After the first Arab-Israeli war in 1948-49, the West Bank came under Jordanian control. Then Israel captured it in the 1967 war and Jordan later renounced its claim to the territory. The Palestinian Authority nominally took over Jenin and other parts of the West Bank in the mid-1990s.

In 2005, hoping to reduce friction in the area and signal progress toward a resolution of the Israeli-Palestinian conflict, Israel dismantled four Jewish settlements around Jenin, the same year that it withdrew from the Gaza Strip. Jenin and the northern West Bank were then viewed by Israeli, Palestinian and international authorities as a kind of pilot program for Israeli disengagement from the occupied territory, and by some even as a potential prototype for a future Palestinian state.
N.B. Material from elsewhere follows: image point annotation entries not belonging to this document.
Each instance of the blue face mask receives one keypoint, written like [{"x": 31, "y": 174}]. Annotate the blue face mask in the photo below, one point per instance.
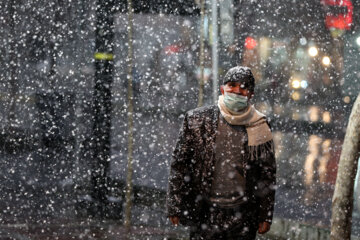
[{"x": 235, "y": 102}]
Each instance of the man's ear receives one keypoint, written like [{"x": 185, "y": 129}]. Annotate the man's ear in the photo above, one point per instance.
[{"x": 222, "y": 89}]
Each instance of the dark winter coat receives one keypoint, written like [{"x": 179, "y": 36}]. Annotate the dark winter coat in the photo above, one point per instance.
[{"x": 193, "y": 166}]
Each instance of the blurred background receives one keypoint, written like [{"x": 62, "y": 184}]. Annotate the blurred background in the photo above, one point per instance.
[{"x": 64, "y": 106}]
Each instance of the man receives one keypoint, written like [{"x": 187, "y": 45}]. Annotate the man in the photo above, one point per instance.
[{"x": 222, "y": 179}]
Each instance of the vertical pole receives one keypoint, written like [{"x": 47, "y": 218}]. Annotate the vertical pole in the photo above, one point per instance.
[
  {"x": 13, "y": 63},
  {"x": 102, "y": 102},
  {"x": 342, "y": 202},
  {"x": 214, "y": 49},
  {"x": 201, "y": 82},
  {"x": 130, "y": 112}
]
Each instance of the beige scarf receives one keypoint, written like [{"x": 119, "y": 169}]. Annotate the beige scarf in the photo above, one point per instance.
[{"x": 255, "y": 122}]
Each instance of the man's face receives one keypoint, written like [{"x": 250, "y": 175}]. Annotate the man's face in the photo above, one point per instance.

That model has since collapsed.

Israelis would routinely traverse the boundary to Jenin for shopping, car repairs and dental care but that has become more dangerous. Israel has restricted checkpoint crossings by Palestinians, so fewer of them enter Israel daily for work, according to the United Nations.

Israel has stepped up construction in Jewish settlements in the West Bank, a major point of friction. Palestinian gunmen often shoot at Israeli communities across the line.

And proximity to the boundary has another meaning for the Palestinian refugees in the Jenin camp, Ms. Odeh, the political analyst in Ramallah, said.

“The refugees there can literally look out the window and see where their fathers and grandparents were displaced from,” she said.